Indagini su veicoli stranieri: nuovo successo della Polizia locale di Bollate

L'operazione ha permesso la restituzione di un’auto rubata al legittimo proprietario.

Indagini su veicoli stranieri: nuovo successo della Polizia locale di Bollate
Cronaca Rhodense, 24 Aprile 2018 ore 18:02

Nuova operazione della Polizia locale di Bollate nell’ambito delle indagini sui veicoli stranieri, che ha permesso la restituzione di un’auto rubata al legittimo proprietario.
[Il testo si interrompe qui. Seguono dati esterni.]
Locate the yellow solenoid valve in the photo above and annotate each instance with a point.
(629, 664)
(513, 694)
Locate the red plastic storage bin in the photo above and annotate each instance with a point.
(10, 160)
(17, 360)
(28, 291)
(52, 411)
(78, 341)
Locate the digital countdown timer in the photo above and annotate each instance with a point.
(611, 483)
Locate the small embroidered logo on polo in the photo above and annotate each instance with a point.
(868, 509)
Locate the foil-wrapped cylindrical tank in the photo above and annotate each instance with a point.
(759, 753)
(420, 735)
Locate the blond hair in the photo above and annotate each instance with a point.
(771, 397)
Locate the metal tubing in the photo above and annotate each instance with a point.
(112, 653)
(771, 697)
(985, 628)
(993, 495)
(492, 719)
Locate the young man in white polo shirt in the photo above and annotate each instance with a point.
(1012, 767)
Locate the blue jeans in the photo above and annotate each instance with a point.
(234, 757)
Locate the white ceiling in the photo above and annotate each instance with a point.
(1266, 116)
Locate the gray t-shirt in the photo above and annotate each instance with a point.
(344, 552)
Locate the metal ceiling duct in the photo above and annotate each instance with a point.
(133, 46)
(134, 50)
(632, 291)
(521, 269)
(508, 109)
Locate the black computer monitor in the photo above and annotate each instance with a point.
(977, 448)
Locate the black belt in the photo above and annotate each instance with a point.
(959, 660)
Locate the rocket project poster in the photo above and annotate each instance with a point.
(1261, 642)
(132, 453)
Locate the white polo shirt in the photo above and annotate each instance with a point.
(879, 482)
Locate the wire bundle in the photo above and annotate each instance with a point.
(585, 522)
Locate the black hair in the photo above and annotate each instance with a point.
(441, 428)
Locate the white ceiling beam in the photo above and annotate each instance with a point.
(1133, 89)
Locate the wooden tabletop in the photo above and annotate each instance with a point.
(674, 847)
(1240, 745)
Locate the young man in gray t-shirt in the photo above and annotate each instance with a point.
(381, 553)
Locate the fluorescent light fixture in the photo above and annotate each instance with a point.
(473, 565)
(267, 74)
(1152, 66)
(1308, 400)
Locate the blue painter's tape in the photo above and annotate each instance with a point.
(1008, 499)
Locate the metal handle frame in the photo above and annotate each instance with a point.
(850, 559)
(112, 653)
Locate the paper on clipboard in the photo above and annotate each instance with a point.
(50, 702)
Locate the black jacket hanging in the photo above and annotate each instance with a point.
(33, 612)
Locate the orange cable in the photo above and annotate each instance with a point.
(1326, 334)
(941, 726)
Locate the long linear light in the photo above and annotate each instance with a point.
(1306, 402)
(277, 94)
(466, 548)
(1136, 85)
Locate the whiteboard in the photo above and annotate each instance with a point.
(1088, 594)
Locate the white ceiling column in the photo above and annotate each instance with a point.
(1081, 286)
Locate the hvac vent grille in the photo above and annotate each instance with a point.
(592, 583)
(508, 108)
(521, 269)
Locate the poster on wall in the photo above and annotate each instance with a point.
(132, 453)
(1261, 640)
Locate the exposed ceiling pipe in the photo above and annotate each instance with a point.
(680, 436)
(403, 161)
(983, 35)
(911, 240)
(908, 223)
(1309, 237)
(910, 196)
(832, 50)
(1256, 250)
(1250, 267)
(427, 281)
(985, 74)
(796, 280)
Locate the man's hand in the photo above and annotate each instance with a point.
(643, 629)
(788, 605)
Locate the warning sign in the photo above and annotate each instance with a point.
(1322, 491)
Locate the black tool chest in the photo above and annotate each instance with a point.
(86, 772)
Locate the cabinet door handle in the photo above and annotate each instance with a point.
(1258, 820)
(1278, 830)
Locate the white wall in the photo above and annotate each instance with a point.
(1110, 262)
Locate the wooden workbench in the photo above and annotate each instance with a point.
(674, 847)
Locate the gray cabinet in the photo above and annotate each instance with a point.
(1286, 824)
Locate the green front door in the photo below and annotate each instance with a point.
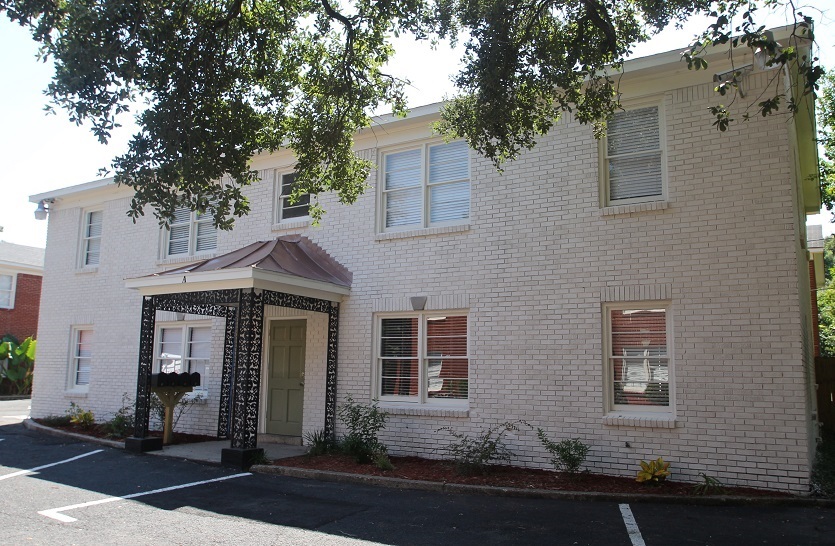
(285, 382)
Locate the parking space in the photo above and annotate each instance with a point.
(58, 491)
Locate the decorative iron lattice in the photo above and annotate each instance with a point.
(227, 373)
(146, 362)
(247, 371)
(330, 383)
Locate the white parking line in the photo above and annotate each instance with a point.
(54, 513)
(631, 526)
(32, 470)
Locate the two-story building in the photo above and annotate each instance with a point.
(647, 293)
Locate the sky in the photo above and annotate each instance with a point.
(40, 152)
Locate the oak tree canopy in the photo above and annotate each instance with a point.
(213, 82)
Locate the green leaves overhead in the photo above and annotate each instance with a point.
(214, 82)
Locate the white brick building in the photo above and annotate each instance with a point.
(648, 294)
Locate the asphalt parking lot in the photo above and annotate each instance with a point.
(60, 491)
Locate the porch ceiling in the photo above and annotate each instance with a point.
(292, 264)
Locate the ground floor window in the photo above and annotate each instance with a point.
(184, 349)
(82, 355)
(638, 366)
(423, 358)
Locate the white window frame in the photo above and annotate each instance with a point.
(422, 398)
(86, 238)
(425, 187)
(12, 291)
(279, 196)
(194, 221)
(603, 155)
(608, 360)
(186, 328)
(75, 358)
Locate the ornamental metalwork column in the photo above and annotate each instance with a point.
(330, 382)
(140, 442)
(247, 382)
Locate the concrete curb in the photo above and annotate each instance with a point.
(32, 425)
(441, 487)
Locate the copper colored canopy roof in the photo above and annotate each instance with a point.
(290, 255)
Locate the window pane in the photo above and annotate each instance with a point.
(633, 177)
(403, 169)
(449, 162)
(399, 337)
(399, 377)
(449, 202)
(640, 367)
(404, 208)
(634, 131)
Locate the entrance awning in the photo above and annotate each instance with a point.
(291, 264)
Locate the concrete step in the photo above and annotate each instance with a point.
(279, 439)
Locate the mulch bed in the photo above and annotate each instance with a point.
(416, 468)
(101, 431)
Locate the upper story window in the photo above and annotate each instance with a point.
(286, 209)
(7, 286)
(639, 377)
(426, 186)
(184, 349)
(422, 358)
(190, 233)
(91, 243)
(633, 162)
(82, 355)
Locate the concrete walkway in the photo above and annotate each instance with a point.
(209, 452)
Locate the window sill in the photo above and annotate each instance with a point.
(406, 234)
(426, 411)
(186, 259)
(647, 420)
(614, 210)
(292, 224)
(75, 393)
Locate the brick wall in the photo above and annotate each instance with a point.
(22, 320)
(533, 270)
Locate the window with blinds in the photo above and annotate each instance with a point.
(634, 151)
(423, 358)
(190, 233)
(427, 186)
(286, 208)
(92, 238)
(639, 361)
(184, 349)
(7, 283)
(82, 356)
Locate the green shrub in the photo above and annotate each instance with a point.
(81, 417)
(474, 455)
(653, 472)
(121, 425)
(319, 443)
(363, 421)
(709, 486)
(566, 455)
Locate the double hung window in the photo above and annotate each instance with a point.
(638, 363)
(82, 355)
(286, 208)
(91, 246)
(427, 186)
(7, 286)
(184, 349)
(423, 358)
(190, 233)
(633, 166)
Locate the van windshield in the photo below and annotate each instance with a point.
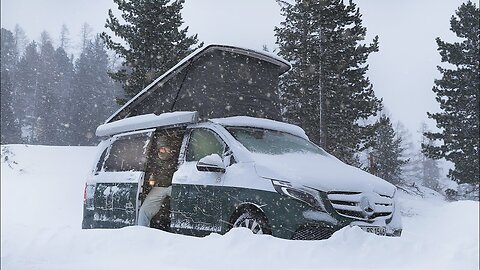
(272, 142)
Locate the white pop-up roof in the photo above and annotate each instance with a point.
(246, 121)
(146, 121)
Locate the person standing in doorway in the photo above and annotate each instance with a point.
(160, 179)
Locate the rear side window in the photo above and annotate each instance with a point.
(203, 143)
(128, 153)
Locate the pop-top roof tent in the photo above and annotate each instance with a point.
(216, 81)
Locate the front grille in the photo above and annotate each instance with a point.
(361, 206)
(313, 233)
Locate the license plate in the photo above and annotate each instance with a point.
(375, 230)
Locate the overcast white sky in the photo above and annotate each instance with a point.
(402, 71)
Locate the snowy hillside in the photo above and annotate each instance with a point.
(41, 214)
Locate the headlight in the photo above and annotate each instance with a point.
(303, 194)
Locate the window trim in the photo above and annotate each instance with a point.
(188, 139)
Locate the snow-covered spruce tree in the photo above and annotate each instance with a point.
(45, 99)
(62, 88)
(387, 152)
(10, 128)
(26, 89)
(458, 94)
(93, 98)
(327, 91)
(154, 41)
(54, 77)
(422, 169)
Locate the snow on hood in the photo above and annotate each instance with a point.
(317, 171)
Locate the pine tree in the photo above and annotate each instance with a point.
(10, 129)
(93, 99)
(153, 38)
(26, 88)
(387, 152)
(458, 95)
(327, 91)
(62, 88)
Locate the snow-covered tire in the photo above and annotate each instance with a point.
(255, 222)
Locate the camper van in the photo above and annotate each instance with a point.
(230, 172)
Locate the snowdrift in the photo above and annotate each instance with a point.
(41, 213)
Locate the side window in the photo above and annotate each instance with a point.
(101, 160)
(128, 153)
(203, 143)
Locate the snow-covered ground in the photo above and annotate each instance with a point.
(41, 214)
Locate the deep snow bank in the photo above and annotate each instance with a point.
(41, 203)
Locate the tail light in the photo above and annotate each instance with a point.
(85, 194)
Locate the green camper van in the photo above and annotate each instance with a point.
(241, 171)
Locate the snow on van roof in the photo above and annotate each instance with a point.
(146, 121)
(247, 121)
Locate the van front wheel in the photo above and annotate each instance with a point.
(252, 221)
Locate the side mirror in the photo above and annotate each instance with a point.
(211, 163)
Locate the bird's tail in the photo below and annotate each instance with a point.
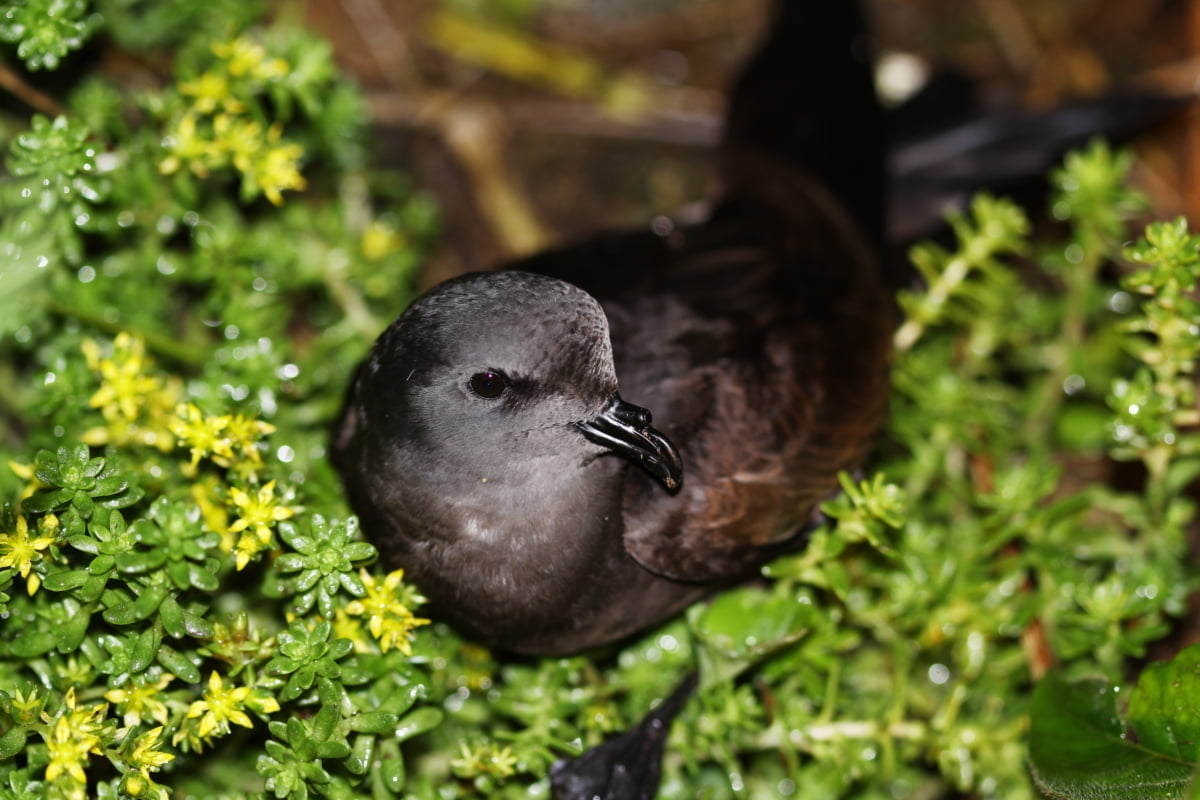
(808, 98)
Indagini su veicoli stranieri

Nelle scorse settimane l'attenzione della Polizia locale di Bollate è stata attirata da un'auto, una Toyota RAV4 Hybrid, parcheggiata in via Cinque Giornate a Bollate. La vettura aveva immatricolazione e targa bulgara ma quest'ultima seguiva la tipologia non più in uso dal 2005. Dato che la macchina era visibilmente più recente, il sospetto si è subito insinuato e gli agenti hanno osservato meglio il veicolo notando anche l'inversione delle targhe tra anteriore e posteriore. All'appello mancavano anche le due vetrofanie tipiche delle auto bulgare, comprovanti la copertura assicurativa e la nuova immatricolazione o re-immatricolazione. A questo punto gli agenti si sono collegati a un sito bulgaro apposito, per verificare la copertura assicurativa del veicolo e al PRA italiano. Al termine di questa indagine la Polizia locale è venuta a conoscenza del fatto che la targa non corrispondeva all'auto in sosta, ma apparteneva a un altro veicolo di marca “Daimler Chrysler Voyager” di immatricolazione italiana fino al 2008 e poi “radiato”. L'auto in Bulgaria risultava corrispondente alla tarda rilevata sulla Toyota RAV4 Hybrid oggetto del controllo.

Un ulteriore sopralluogo

Da un ulteriore sopralluogo i vigili hanno notato anche che, all'interno dell'abitacolo, si intravedeva una targa di nazionalità italiana ripiegata su sé stessa. Gli agenti, a quel punto, hanno sequestrato l'auto e l'hanno portata nel deposito convenzionato con il Comune. Chieste le opportune autorizzazioni alla Procura della Repubblica, nei giorni successivi hanno potuto aprire l'auto e trovare le due targhe originali italiane, oltre ai documenti di circolazione che corrispondevano alla denuncia di furto fatta dal proprietario. L'auto è stata poi restituita al legittimo proprietario.